Это не означает, что антропологи и археологи не интересуются вопросами истории. Тем не менее упор здесь делается опять же больше на теорию, чем на отдельные события. Антропология стремится устанавливать «диахронические модели» изменения культуры, — модели, выводимые на основе данных из археологических и этнографических записей о том, как изменяются культуры с течением времени. Цель этой процедуры состоит в том, чтобы изолировать изучаемые переменные и динамику, и все это — чтобы в один прекрасный день сформулировать «законы» культурного изменения.
Такие модели предполагают доказательство диффузии, если его можно найти «в земле» — то есть в археологических отчетах. Археологи — совершенные прагматики в отношении всякой теории. Если новая находка требует новой теории, то археологи адаптируют ее и идут дальше: «Никаких упреков», как говорится в «И цзин». Однако правда и то, что, чем более значительным, но географически удаленным является довод в пользу возможности элемента диффузии, тем меньше вероятность того, что он будет принят археологией. Кроме того, эмпирически уже доказана та истина, что, чем больше дальше пространственно простирается утверждение о диффузии, тем меньше доказательств в его поддержку будет найдено «в земле». Это говорит о том, что путешествие на очень длинные расстояния с большей вероятностью предполагало обмен идеями, чем материальными предметами. Однако же ортодоксальная археология интерпретирует отсутствие физических доказательств на земле как самое важное доказательство отсутствия контактов.
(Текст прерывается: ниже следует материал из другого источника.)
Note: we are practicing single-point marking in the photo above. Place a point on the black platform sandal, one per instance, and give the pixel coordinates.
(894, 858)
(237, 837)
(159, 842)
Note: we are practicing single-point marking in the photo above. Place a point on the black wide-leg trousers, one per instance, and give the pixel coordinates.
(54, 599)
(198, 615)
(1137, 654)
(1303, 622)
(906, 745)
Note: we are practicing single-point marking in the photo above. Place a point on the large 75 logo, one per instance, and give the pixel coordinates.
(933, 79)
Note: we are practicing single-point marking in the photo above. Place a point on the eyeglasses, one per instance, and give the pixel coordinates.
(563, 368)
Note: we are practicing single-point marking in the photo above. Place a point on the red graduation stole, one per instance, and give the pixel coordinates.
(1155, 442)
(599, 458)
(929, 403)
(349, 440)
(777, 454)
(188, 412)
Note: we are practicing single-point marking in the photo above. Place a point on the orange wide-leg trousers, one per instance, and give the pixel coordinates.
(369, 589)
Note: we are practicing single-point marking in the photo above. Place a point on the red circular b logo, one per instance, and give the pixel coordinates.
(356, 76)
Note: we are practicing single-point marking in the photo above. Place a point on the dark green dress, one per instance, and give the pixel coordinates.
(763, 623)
С другой стороны, Дэвид Келли, указывая на хитроумные ловушки в процессе выявления вероятности широких контактов между культурами на дальние расстояния, в частности приводил такой критерий: «Главная проблема всякой попытки показать передачу на дальние расстояния предметов или идей от одной культуры другой заключается в том, что наилучшим доказательством такой передачи обычно считаются те культурные элементы, которые в получающей культуре имеют наименее важное значение».
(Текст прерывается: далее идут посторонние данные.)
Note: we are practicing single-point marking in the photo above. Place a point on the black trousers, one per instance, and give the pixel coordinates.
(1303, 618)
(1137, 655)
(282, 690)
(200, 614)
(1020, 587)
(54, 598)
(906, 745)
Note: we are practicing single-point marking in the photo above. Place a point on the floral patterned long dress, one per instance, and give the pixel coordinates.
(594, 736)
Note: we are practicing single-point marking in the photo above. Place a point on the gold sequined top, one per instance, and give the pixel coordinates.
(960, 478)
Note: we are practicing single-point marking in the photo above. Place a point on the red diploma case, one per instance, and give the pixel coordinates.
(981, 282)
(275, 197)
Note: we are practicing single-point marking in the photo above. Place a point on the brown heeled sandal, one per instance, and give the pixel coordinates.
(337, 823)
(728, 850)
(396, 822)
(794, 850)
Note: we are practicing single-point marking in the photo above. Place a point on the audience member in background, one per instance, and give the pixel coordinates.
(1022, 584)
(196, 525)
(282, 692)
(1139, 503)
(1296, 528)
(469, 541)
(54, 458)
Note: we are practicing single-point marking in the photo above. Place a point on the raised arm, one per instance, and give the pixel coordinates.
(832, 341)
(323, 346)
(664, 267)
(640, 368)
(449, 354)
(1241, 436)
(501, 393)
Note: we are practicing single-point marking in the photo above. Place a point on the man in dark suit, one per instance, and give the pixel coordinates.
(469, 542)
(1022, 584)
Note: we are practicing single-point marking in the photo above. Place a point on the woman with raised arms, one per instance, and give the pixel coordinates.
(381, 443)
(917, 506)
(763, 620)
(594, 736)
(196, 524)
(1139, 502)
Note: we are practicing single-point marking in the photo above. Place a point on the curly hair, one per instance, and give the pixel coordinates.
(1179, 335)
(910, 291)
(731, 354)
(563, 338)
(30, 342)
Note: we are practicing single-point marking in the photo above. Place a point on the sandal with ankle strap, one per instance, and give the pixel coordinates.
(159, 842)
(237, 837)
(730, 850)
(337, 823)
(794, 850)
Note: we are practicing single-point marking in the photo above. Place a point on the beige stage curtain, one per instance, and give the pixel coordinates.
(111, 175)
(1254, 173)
Келли привел пример находки статуэтки явно римского происхождения в Каликстлауаке, в Мексике (во вполне вероятном слое, то есть более позднем, чем ее изготовили), и заключил, что эта находка может указывать лишь на то, «что римская статуэтка смогла так или иначе попасть в Мексику».
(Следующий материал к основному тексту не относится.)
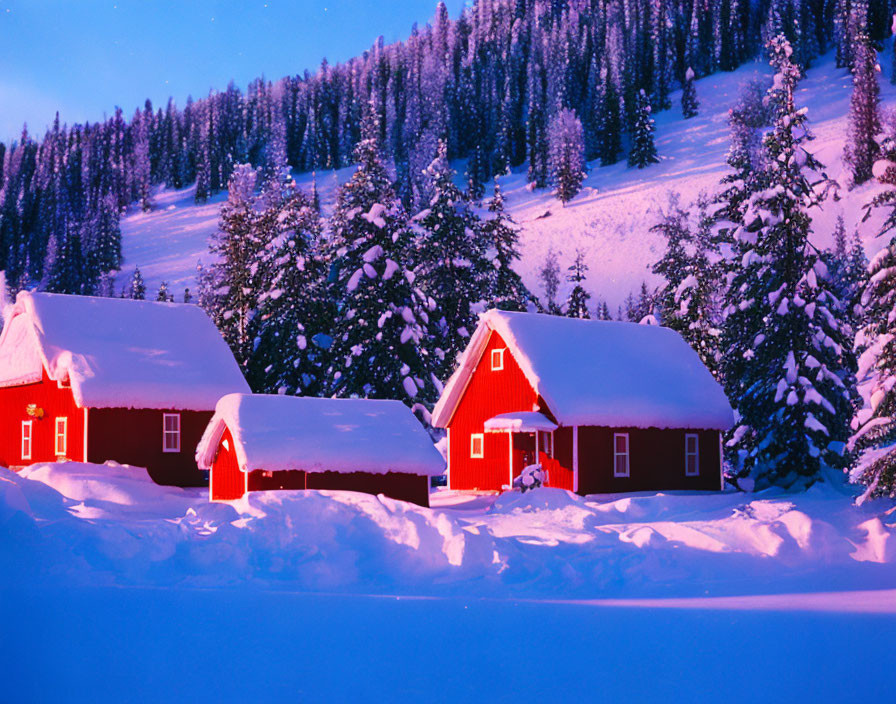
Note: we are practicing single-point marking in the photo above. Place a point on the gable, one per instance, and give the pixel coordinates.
(119, 353)
(599, 373)
(487, 391)
(20, 360)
Напротив, замечал Келли, «определенные виды систематически классифицируемых данных, имеющие общие компоненты», такие как календарные системы Мезоамерики, Океании и Евразии, указывают на высокую степень вероятности контактов, несмотря на то, что «в земле» нет ничего, что доказывало бы это. Такие элементы могут казаться местным произведением. Именно такая видимость делает возможным применение сравнительного метода и маргинализации истории.